Studies have also tried and failed to find an appreciable effect on turnout stemming from voter ID laws. The weight of the data shows that this is true even when the data are disaggregated by race and age, the two Democratic-leaning demographics progressives often allege are disenfranchised. Nor do the claims pass the simple smell test. Voter turnout remains high in recent elections among all groups compared with the levels seen in the 30 years after voting was extended to all 18 year olds. Variations such as the notable large drops of voting by white, non-college-educated voters in 2012 and black voters in 2016 are easily explained by normal considerations such as Mitt Romney’s lack of blue-collar appeal or the absence of Barack Obama from the ticket.
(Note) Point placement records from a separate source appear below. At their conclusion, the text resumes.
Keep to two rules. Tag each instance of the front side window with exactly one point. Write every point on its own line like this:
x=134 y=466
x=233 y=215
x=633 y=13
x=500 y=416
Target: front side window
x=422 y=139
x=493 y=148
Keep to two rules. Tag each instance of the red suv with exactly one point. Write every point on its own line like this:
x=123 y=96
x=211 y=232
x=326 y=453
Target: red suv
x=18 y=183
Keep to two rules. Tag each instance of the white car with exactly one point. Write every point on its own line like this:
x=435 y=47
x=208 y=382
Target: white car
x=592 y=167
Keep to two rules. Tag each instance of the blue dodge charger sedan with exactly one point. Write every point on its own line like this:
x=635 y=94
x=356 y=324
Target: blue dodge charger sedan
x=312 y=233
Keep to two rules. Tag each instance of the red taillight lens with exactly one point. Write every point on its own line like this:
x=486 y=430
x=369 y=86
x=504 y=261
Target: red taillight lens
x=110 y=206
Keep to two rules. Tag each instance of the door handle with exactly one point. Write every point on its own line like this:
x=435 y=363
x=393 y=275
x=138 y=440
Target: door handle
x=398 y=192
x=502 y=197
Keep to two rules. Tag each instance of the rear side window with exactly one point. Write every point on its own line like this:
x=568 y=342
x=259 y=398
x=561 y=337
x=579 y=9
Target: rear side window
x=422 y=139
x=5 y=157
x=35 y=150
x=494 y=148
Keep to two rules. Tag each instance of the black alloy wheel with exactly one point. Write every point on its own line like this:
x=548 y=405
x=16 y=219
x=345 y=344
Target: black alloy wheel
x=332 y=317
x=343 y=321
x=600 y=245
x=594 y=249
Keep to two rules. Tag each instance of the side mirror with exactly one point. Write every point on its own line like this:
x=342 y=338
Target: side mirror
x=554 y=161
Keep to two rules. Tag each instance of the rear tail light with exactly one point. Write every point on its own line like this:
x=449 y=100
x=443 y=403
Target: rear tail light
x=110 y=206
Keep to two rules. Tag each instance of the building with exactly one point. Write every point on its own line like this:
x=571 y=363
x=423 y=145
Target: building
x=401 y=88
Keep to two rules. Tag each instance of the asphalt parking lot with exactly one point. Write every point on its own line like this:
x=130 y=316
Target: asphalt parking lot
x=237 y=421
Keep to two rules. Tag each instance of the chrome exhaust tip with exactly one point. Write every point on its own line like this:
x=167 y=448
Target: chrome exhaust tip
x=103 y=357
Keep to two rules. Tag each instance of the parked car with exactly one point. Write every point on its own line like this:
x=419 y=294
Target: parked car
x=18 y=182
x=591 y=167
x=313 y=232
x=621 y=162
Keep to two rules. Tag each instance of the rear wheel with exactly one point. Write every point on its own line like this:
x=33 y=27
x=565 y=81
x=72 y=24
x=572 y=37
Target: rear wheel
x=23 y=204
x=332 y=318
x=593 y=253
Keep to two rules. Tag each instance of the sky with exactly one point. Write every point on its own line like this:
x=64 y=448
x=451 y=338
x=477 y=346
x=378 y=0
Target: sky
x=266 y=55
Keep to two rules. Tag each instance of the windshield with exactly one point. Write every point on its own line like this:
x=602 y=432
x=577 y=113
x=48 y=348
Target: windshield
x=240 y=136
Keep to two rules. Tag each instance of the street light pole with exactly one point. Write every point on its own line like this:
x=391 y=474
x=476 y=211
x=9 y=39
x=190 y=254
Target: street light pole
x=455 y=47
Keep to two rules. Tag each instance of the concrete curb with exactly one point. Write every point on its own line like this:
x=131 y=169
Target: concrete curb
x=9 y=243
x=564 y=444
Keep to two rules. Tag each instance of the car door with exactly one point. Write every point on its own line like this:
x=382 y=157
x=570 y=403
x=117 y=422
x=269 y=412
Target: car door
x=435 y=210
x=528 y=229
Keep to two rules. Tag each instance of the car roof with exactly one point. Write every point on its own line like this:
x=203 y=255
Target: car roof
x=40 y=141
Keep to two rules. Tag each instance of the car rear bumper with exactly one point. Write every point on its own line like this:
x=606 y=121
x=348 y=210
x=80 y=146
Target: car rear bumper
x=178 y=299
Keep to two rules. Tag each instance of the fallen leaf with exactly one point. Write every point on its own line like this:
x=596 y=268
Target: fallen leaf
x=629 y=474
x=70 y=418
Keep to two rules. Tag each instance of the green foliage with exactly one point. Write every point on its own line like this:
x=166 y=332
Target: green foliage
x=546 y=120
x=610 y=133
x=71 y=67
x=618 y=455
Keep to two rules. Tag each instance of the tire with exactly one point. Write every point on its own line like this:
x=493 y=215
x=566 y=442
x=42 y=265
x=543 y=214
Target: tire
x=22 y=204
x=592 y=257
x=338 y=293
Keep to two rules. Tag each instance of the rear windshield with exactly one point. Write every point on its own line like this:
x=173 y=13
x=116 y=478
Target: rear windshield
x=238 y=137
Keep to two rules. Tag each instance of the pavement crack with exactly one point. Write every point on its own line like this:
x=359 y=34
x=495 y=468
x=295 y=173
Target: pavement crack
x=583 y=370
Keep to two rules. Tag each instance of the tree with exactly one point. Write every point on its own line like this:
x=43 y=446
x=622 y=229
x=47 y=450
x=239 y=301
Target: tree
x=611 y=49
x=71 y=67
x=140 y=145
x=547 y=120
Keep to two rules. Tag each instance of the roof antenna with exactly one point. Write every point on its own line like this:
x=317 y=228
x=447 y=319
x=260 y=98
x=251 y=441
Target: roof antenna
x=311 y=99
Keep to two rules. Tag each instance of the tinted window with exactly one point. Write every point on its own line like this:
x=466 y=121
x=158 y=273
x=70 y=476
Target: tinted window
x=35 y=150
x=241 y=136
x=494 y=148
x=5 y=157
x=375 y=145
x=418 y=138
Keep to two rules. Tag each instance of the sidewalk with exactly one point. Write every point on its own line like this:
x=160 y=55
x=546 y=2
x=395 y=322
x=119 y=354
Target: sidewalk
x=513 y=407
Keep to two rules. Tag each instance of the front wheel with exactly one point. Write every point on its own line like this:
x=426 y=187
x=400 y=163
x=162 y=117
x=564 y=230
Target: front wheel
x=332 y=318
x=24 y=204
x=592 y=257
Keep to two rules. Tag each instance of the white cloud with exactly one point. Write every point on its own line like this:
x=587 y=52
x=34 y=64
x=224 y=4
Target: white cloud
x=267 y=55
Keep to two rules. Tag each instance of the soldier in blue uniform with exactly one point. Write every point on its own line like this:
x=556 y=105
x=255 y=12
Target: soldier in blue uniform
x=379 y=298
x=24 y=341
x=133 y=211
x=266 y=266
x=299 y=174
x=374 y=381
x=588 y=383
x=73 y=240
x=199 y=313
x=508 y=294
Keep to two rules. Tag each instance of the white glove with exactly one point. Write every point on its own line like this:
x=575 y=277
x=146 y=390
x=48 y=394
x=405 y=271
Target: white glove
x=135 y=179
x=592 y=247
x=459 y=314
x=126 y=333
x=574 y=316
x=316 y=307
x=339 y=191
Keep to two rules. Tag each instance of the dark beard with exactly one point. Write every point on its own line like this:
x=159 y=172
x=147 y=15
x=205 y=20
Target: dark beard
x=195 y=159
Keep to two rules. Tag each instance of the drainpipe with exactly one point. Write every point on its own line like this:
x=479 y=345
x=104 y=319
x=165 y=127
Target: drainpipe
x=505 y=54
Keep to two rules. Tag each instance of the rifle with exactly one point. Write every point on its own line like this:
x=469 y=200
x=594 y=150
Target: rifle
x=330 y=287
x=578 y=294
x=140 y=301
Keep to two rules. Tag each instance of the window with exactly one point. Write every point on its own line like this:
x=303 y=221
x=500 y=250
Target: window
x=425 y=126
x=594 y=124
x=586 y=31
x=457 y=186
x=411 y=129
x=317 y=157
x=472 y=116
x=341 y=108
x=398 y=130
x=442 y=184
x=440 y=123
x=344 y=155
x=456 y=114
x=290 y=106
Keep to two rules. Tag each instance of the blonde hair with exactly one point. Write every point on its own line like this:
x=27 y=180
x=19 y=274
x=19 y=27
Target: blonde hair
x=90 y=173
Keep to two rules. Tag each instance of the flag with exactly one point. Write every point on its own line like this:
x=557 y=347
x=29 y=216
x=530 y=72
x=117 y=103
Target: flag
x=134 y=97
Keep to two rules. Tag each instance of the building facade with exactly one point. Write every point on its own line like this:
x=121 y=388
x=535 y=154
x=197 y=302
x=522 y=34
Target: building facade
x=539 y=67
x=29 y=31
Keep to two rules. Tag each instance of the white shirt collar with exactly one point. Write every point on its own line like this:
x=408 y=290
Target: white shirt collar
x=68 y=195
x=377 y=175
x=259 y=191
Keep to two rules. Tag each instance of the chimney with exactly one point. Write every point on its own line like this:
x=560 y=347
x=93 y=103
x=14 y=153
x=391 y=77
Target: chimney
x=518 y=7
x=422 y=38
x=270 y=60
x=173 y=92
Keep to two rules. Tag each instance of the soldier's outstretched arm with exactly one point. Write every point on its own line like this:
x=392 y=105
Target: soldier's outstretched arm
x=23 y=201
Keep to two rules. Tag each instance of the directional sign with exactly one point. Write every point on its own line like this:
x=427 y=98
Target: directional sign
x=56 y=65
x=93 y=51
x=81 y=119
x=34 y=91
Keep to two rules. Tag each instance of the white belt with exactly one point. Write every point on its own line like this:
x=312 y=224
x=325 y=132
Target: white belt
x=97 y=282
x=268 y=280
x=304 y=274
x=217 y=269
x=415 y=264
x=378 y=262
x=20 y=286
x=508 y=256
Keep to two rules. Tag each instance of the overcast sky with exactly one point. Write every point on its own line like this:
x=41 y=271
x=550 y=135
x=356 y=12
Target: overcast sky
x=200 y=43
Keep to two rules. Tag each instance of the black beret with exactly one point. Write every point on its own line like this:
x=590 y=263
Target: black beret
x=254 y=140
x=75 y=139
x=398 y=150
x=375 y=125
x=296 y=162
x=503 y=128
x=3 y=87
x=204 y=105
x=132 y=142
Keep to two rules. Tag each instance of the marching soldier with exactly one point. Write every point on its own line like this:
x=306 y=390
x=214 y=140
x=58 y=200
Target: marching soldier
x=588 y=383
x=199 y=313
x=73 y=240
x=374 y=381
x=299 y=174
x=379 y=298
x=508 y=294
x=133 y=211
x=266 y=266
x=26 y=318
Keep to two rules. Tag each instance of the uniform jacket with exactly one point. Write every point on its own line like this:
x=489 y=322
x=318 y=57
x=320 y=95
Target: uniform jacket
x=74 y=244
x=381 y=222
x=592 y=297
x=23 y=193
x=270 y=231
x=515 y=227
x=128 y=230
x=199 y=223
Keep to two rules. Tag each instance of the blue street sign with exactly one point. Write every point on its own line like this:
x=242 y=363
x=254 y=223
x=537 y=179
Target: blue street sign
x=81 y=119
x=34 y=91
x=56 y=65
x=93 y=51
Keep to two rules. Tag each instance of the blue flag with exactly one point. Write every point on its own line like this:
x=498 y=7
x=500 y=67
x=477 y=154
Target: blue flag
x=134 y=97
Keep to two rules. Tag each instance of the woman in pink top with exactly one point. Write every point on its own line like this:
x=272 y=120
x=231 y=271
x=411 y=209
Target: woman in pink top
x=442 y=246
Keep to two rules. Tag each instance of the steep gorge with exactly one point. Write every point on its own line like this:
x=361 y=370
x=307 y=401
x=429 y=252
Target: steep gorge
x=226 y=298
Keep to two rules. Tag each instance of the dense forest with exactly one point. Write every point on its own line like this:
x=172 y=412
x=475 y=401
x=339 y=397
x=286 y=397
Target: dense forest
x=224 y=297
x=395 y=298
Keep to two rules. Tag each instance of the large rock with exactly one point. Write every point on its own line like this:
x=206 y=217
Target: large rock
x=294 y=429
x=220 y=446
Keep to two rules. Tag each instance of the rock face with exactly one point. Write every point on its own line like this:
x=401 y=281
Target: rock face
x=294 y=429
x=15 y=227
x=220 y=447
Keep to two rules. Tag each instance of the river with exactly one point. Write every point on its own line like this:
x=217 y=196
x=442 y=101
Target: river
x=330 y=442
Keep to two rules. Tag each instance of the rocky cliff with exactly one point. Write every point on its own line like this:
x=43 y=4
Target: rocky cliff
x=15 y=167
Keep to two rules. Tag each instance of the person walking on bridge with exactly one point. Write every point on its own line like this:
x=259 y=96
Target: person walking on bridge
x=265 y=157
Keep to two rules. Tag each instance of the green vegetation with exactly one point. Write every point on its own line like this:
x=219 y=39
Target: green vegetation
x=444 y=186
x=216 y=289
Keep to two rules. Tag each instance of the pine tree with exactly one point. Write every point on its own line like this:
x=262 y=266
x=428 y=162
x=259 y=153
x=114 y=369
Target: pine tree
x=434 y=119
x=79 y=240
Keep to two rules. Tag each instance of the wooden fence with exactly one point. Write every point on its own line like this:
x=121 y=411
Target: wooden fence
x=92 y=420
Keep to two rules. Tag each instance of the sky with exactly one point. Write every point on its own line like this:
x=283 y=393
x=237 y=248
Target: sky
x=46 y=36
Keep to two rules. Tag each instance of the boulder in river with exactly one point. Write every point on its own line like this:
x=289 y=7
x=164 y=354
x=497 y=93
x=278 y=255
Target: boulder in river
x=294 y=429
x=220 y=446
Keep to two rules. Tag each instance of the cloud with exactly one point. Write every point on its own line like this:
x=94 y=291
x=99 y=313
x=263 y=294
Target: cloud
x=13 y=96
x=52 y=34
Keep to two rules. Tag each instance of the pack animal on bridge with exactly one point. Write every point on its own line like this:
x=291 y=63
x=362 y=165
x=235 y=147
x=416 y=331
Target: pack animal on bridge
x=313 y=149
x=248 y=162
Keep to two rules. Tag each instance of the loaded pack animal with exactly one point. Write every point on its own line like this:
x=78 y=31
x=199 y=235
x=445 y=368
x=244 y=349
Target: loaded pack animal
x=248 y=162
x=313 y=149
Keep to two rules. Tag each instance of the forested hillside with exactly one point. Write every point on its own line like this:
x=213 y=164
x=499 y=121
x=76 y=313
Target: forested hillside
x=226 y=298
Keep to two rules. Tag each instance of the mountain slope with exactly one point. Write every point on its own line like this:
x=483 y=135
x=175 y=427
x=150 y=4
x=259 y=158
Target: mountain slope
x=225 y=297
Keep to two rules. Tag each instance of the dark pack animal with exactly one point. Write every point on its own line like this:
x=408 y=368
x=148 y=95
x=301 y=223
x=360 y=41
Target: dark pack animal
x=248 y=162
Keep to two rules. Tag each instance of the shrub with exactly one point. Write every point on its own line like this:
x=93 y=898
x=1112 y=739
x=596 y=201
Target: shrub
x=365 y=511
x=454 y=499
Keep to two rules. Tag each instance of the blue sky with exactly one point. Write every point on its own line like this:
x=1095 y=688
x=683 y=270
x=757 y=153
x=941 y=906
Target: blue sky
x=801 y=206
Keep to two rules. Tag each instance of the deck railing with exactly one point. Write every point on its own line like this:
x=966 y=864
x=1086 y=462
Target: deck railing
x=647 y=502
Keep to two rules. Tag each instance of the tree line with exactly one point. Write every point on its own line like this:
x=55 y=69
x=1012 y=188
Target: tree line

But these claims do have one big effect: They further increase political polarization and decrease trust in democracy. Democratic transfer of power can work only if the loser accepts the outcome. That, in turn, happens only if it is widely recognized that the process is broadly fair and free from manipulation. Once that trust is gone, the loser increasingly believes they have no chance to gain power through normal means. This radicalizes people and encourages them to do anything possible to keep the other side out of power.
It’s too much to ask for the parties to step back from the brink so close to the election, but it’s not too much to ask for a bipartisan, comprehensive compromise to be hashed out soon thereafter. Both parties should be able to agree on the principle of “one person, one vote.” Democrats will have to give on voter ID requirements to ensure that undocumented immigrants aren’t permitted to vote and that citizens cast only one ballot in each election. Republicans have to give on early or mail-in balloting. Some sort of national voter card tied to E-Verify with a number that voters have to produce to cast a ballot would seem to satisfy GOP concerns while permitting easy access to voting for all.
America’s democracy is imperfect, but it has still been a beacon to the world for more than two centuries. We should not let partisan bickering throw that invaluable heritage away.